Free These are apps that users pay nothing to download or use. The developer
chooses to make them free or has some other business model not generated from
app revenue. Apple receives no commission from supporting, hosting, and
distributing these apps.

Free with advertising These apps are free for users to download and the
developer generates revenue from advertisements in the apps. Apple receives no
commission from supporting, hosting, and distributing these apps.

Free with in-app purchase These apps are free for users to download and users
can pay for additional digital features and content in the app with Apple’s
In-App Purchase system.
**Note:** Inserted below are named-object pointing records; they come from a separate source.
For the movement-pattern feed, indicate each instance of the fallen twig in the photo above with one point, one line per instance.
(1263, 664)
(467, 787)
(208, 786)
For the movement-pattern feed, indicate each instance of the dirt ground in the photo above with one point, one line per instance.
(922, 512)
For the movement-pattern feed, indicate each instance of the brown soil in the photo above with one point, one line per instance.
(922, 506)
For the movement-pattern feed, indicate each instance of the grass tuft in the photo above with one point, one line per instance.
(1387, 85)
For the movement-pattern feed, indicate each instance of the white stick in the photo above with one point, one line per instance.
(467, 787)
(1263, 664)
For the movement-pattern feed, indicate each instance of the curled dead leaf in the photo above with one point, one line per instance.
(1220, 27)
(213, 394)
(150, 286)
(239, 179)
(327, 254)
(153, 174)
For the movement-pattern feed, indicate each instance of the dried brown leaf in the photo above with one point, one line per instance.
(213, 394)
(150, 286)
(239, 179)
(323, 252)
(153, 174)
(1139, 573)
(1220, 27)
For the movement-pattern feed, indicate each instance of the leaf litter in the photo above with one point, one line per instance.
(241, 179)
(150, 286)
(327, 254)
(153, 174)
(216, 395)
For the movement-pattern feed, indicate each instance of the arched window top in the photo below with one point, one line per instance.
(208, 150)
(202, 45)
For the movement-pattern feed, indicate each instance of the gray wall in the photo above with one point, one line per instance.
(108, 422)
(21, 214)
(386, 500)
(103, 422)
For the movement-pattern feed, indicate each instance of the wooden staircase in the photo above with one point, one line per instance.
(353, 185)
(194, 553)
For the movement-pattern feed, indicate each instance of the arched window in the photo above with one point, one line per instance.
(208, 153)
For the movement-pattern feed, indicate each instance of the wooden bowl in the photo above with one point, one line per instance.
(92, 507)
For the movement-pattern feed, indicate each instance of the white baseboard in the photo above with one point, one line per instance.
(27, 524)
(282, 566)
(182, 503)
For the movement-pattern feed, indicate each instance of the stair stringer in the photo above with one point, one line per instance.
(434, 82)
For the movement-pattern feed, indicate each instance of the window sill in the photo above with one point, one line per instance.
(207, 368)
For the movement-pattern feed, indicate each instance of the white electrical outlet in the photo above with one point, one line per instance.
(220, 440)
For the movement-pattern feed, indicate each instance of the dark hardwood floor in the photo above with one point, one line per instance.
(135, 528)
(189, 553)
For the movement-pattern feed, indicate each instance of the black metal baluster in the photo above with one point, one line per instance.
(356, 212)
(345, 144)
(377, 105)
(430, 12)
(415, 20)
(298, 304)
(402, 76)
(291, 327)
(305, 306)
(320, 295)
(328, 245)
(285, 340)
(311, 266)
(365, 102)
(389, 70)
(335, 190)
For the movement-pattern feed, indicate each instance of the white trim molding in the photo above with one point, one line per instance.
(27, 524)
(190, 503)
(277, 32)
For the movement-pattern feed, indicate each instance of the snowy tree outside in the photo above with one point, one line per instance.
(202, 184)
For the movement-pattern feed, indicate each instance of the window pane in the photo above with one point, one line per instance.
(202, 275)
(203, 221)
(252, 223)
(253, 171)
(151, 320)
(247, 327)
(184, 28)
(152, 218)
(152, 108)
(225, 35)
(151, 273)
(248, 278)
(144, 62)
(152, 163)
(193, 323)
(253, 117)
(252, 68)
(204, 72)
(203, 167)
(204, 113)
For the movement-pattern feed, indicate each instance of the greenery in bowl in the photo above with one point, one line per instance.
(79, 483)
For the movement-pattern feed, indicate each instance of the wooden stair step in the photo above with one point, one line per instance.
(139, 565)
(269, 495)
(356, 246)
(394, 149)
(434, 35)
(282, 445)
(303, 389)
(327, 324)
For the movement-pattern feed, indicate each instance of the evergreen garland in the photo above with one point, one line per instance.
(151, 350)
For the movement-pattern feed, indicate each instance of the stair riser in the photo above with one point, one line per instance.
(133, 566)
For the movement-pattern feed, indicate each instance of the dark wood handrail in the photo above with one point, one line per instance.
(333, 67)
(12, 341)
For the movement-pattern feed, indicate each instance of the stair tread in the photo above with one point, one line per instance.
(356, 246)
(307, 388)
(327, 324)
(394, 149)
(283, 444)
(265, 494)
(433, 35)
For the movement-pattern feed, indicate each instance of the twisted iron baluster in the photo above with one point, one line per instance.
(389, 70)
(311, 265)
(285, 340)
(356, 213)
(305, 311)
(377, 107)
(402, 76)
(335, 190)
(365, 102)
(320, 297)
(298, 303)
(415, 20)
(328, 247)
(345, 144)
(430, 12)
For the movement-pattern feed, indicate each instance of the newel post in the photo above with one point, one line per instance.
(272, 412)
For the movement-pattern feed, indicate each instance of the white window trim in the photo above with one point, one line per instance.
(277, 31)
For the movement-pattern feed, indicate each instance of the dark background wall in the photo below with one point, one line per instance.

Developers earn 70% of sales from in-app purchases and
Apple collects a 30% commission.

Free with physical goods and services These apps are free for users to
download and the developer generates revenue from the sale of physical goods
and services, such as purchasing clothing, having food delivered, or ordering
a ride from a transportation service. Apple receives no commission from
supporting, hosting, and distributing these apps, or from transactions for
physical goods and services in the app.

Free with subscription These apps are free to download and users can purchase
auto-renewing subscriptions inside the app. If developers choose to sell
digital subscriptions inside the app, they use Apple’s In-App Subscription
system. In that case, developers earn 70% of subscription sales for the first
subscription year, and Apple collects a 30% commission. After the first year,
the developer earns 85% for all successive years that the user remains a
subscriber, and Apple collects a 15% commission.

Paid These are apps that customers pay upfront to download from the store —
and include free updates. Developers earn 70% of sales from paid apps and
Apple collects a 30% commission.